In molti pensano che la Lombardia dia troppo e riceva troppo poco. Condivide?
«Occorre un riequilibrio. C’è qualcuno più federalista di me? La Lombardia ha l’interesse a riequilibrare e io mi batterò fino all’ultimo contro un federalismo falso, per un federalismo vero che prema i virtuosi. Ma federalismo non vuol dire secessione né rottura dell’unità nazionale. Ecco ciò che mi distingue dal secessionismo. Il nostro federalismo è un diverso modo di fare l’unità. Finora abbiamo vissuto 150 anni di unità centralista. Dal 2011 vogliamo costruire 150 anni d’Italia federalista».
Ma questa unità d’Italia conviene ai lombardi?
«Nonostante le apparenze sì, ed è bene dirlo ai secessionisti che scelte del genere sono uno svantaggio economico anche per noi. Siamo una grande Regione ma abbiamo bisogno di avere un grande Paese intorno, perché la competizione oggi avviene tra Paesi molto grandi.

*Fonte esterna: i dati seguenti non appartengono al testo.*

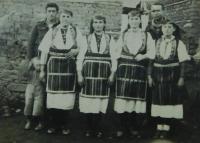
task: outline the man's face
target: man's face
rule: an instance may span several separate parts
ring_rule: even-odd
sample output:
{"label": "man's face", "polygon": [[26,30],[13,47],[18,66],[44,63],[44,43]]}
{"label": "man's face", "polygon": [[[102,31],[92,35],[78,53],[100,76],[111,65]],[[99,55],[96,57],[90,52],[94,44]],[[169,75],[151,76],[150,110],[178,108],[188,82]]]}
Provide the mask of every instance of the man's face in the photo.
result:
{"label": "man's face", "polygon": [[95,32],[101,32],[101,31],[103,31],[103,29],[105,27],[105,23],[103,20],[94,19],[92,26],[93,26]]}
{"label": "man's face", "polygon": [[151,6],[151,16],[152,18],[157,18],[163,16],[162,5],[152,5]]}
{"label": "man's face", "polygon": [[164,36],[172,36],[175,28],[172,24],[167,23],[162,25],[162,32]]}
{"label": "man's face", "polygon": [[69,13],[61,13],[60,14],[60,24],[68,25],[72,23],[72,16]]}
{"label": "man's face", "polygon": [[140,23],[141,23],[141,19],[139,16],[131,16],[128,19],[128,23],[130,25],[131,28],[139,28]]}
{"label": "man's face", "polygon": [[58,11],[56,10],[55,7],[48,7],[46,9],[46,17],[49,21],[55,20],[57,13]]}

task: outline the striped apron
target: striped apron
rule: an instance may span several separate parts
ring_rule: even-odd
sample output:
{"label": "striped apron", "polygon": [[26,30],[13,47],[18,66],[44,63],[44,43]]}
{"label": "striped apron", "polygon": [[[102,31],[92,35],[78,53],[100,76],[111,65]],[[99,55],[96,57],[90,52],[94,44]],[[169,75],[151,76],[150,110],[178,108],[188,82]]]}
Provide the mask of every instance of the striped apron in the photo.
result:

Addirittura il singolo Paese è troppo piccolo per competere con l’India o la Cina! Bisogna essere molto bravi ma anche abbastanza grandi per competere».
Come si spiega l’avversione della Lega all’inno di Mameli?
«Nugellae, sciocchezze, direbbe il poeta. De minimis non curat praetor, non ci occupiamo di minuzie. Ognuno è libero di fare quello che vuole. Lo chieda ai leghisti qual è il motivo. Io penso che loro abbiano paura che parlando di unità del Paese diminuisca la prospettiva del federalismo. Invece è vero l’opposto. Si può celebrare l’unità d’Italia e proseguire imperterriti la battaglia per un federalismo autentico. Forse chi non celebra l’unità d’Italia vuole rinnegare le guerre d’indipendenza? Non credo proprio che qualcuno voglia celebrare Italia dominata dagli stranieri!».
Parteciperà ai festeggiamenti delle Cinque giornate di Milano come Bossi?
«Le abbiamo sempre festeggiate, fanno parte della nostra identità. Come tutti sanno, la costruzione dell’unità d’Italia è partita dalle Cinque giornate di Milano e dalle Dieci giornate di Brescia. Mi fa piacere che Bossi partecipi a queste celebrazioni, ma a combattere sono stati i patrioti lombardi che aspiravano a liberare Milano dallo straniero e a costruire un’Italia unita e indipendente».


E le polemiche sulla bandiera?
«Il tricolore è nato in piazza Duomo a Milano e non a Reggio Emilia. La storia d’Italia e di Lombardia sono strettamente intrecciate tra di loro. Separare la Lombardia dall’Italia e l’Italia dalla Lombardia è un’operazione antistorica e sciocca».